Dataset contribution: The paper introduces PointOdyssey3D (synthetic, for training) and ADT3D (real-world, for evaluation), filling a data gap in this research direction.

Limitations & Future Work¶

The model is sensitive to geometric scale and scene distance variation; performance may degrade when transferring from synthetic data to real scenes with different spatial distributions (e.g., autonomous driving).
Training exclusively on synthetic data means that noise and sparsity in real-world point clouds may pose additional challenges.
The current setting of 8192 points per frame may limit computational efficiency for dense point clouds (e.g., LiDAR with tens of thousands of points).
Future directions include: introducing scene-specific data or adaptive training strategies to mitigate distribution shift; exploring more efficient correlation volume computation and Transformer attention mechanisms; extending the framework to large-scale outdoor scenes.

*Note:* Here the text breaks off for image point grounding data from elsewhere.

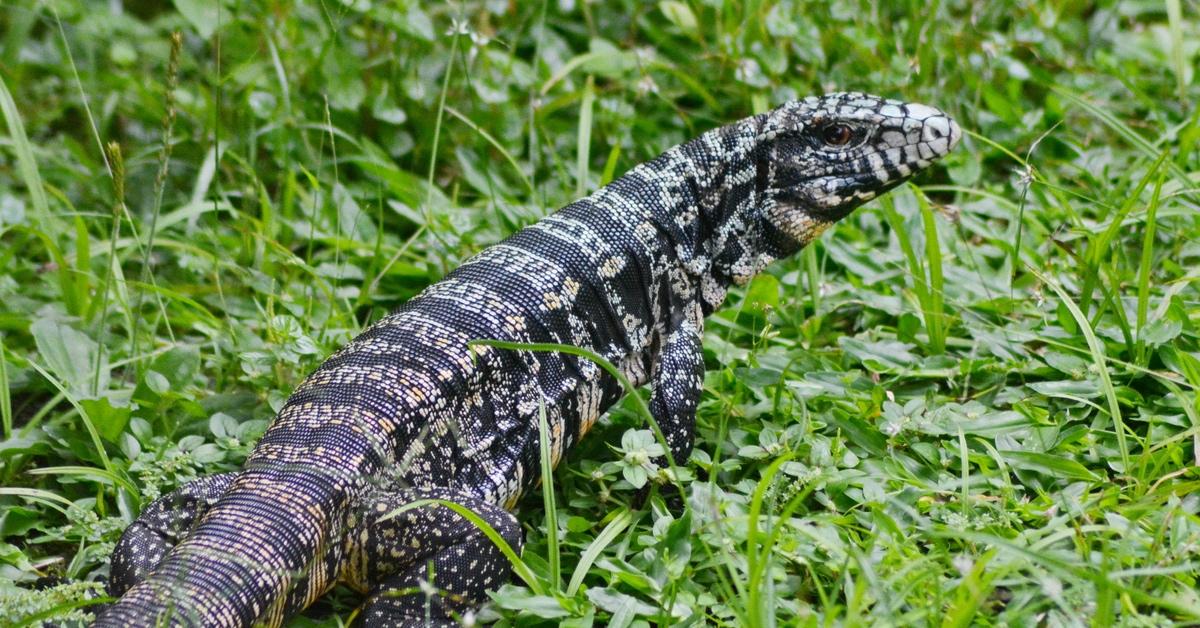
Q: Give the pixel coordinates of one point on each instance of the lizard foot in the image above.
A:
(429, 564)
(160, 526)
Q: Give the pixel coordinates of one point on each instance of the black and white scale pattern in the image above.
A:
(405, 412)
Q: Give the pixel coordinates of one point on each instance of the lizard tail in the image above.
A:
(264, 550)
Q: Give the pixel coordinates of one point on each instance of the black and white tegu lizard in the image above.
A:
(406, 411)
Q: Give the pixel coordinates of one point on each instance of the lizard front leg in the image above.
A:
(677, 383)
(429, 564)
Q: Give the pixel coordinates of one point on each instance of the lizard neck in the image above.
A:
(712, 217)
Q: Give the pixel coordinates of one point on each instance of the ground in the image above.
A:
(975, 402)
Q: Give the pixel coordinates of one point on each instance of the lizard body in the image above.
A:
(406, 411)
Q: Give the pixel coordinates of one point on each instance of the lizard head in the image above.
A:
(821, 157)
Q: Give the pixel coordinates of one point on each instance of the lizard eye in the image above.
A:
(837, 135)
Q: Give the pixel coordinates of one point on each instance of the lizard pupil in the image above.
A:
(837, 135)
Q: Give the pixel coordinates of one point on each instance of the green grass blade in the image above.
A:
(25, 162)
(519, 566)
(583, 142)
(1098, 360)
(616, 526)
(547, 498)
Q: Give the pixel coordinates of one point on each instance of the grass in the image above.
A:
(972, 402)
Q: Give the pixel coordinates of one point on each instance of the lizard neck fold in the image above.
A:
(711, 216)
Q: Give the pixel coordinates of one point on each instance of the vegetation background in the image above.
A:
(976, 402)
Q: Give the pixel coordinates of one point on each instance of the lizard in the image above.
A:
(407, 411)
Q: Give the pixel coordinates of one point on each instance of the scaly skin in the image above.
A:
(403, 412)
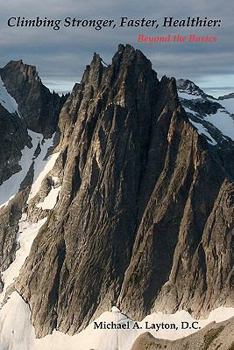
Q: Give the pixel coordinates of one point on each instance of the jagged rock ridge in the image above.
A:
(145, 209)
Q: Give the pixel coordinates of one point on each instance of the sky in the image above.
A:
(61, 55)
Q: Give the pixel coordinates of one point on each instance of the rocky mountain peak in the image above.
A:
(38, 107)
(20, 70)
(143, 210)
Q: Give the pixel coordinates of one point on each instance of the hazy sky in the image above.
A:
(62, 55)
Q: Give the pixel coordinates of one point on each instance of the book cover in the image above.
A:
(116, 175)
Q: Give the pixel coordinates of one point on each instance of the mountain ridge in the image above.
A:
(144, 206)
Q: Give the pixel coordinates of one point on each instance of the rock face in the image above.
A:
(145, 214)
(38, 110)
(215, 336)
(38, 107)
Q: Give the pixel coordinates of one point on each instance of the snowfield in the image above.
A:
(41, 166)
(26, 235)
(10, 187)
(223, 122)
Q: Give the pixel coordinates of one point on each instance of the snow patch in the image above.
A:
(26, 235)
(10, 187)
(203, 131)
(50, 201)
(42, 166)
(223, 122)
(228, 104)
(188, 96)
(6, 100)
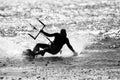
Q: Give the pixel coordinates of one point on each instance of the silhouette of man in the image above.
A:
(55, 46)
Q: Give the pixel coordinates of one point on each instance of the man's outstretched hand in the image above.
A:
(41, 30)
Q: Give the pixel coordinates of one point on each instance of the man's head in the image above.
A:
(63, 32)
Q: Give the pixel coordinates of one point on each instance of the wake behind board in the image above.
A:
(29, 54)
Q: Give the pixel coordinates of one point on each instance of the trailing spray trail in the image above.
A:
(10, 49)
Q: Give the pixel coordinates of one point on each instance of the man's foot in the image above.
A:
(75, 54)
(41, 53)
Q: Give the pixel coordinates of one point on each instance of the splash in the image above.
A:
(10, 49)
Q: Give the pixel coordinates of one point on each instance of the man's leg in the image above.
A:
(38, 46)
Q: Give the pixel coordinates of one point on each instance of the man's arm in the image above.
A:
(69, 46)
(47, 34)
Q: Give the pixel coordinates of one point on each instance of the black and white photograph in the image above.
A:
(59, 39)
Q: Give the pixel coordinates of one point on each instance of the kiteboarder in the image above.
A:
(56, 45)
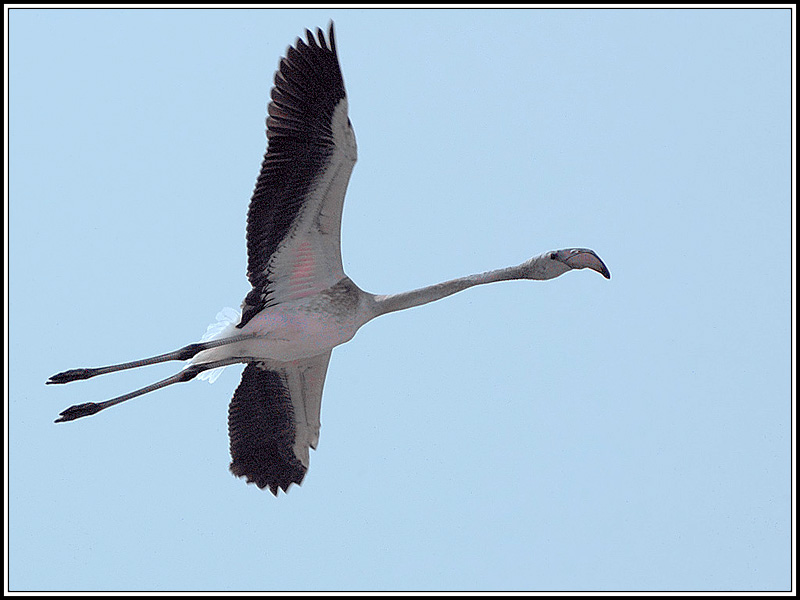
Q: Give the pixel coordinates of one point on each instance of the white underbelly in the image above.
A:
(283, 334)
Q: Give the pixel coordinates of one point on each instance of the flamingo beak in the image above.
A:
(583, 258)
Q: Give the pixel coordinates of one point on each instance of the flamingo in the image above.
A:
(301, 304)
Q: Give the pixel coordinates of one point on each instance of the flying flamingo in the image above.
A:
(301, 304)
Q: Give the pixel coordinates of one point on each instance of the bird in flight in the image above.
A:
(301, 304)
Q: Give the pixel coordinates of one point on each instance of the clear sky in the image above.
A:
(575, 434)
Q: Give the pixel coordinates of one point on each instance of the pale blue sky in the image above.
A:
(576, 434)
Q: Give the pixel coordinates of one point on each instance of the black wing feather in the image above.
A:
(262, 430)
(308, 86)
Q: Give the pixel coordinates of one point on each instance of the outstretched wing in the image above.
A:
(273, 420)
(294, 218)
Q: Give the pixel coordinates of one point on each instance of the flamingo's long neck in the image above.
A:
(394, 302)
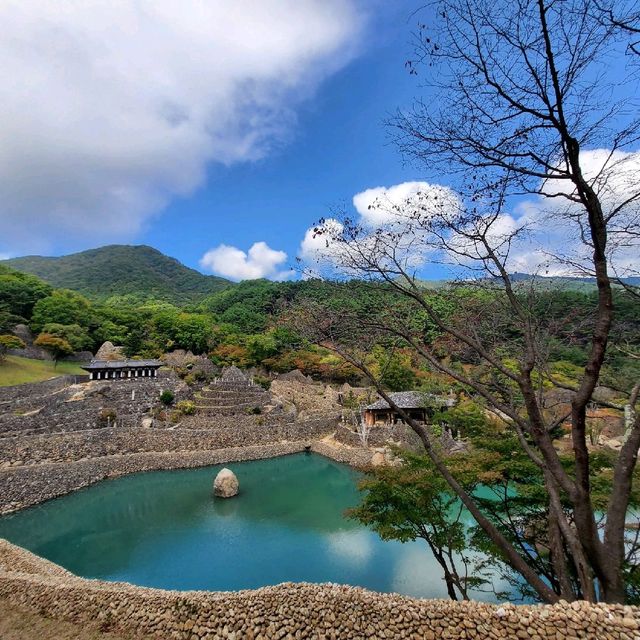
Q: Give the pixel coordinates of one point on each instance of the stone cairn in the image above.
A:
(225, 484)
(231, 394)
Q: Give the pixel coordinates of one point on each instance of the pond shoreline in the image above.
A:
(288, 610)
(28, 485)
(292, 610)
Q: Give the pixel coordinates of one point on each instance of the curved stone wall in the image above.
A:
(294, 610)
(92, 443)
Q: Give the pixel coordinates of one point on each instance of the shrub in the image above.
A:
(265, 383)
(186, 407)
(8, 341)
(107, 416)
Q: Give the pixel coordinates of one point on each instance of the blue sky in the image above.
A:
(339, 148)
(220, 132)
(331, 145)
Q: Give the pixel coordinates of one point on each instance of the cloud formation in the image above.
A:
(261, 261)
(540, 235)
(110, 109)
(384, 205)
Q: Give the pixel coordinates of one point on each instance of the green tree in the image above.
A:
(19, 292)
(77, 336)
(63, 307)
(8, 341)
(413, 502)
(56, 347)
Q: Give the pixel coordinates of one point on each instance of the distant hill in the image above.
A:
(140, 272)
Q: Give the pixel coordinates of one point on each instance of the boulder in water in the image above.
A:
(226, 484)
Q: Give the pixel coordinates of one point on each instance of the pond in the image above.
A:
(164, 529)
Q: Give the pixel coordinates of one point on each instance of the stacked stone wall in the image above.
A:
(64, 447)
(380, 436)
(53, 408)
(26, 486)
(294, 610)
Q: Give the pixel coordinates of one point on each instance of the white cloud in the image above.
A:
(261, 261)
(110, 109)
(316, 249)
(552, 222)
(383, 205)
(394, 209)
(540, 235)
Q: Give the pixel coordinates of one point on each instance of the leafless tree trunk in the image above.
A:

vs. SceneTracker (RGB-D): SceneTracker is the strongest RGB-D baseline, with EPE 0.204 vs. PCSTracker's 0.133 on PointOdyssey3D, demonstrating that point-cloud-only methods have a natural advantage in 3D motion understanding (unconstrained by 2D appearance-driven frameworks).
vs. PV-RAFT (SF-baseline): The dual-branch correlation volume design of PV-RAFT is inherited, yet the simple chaining strategy without long-sequence-specific design yields EPE as high as 0.330 (+148%), clearly demonstrating the necessity of dedicated long-sequence designs.
vs. SpatialTracker/DELTA: These RGB-D methods are limited by 2D appearance features and perform poorly on 3D trajectory recovery (EPE 0.924/0.780), highlighting the clear advantage of rich 3D geometric information.

Rating¶

Novelty: ⭐⭐⭐⭐⭐ First work to systematically define and address long-term scene flow estimation on point clouds; the three design modules are highly targeted and tightly integrated.
Experimental Thoroughness: ⭐⭐⭐⭐⭐ Two datasets (synthetic + real-world), multi-dimensional ablations, temporal drift analysis, and efficiency comparisons — highly comprehensive.
Writing Quality: ⭐⭐⭐⭐ Problem motivation is clear, method hierarchy is well-structured, and experimental analysis is in-depth.
Value: ⭐⭐⭐⭐⭐ A pioneering contribution with dataset releases and real-time inference, making a significant impact on the field of 3D motion analysis.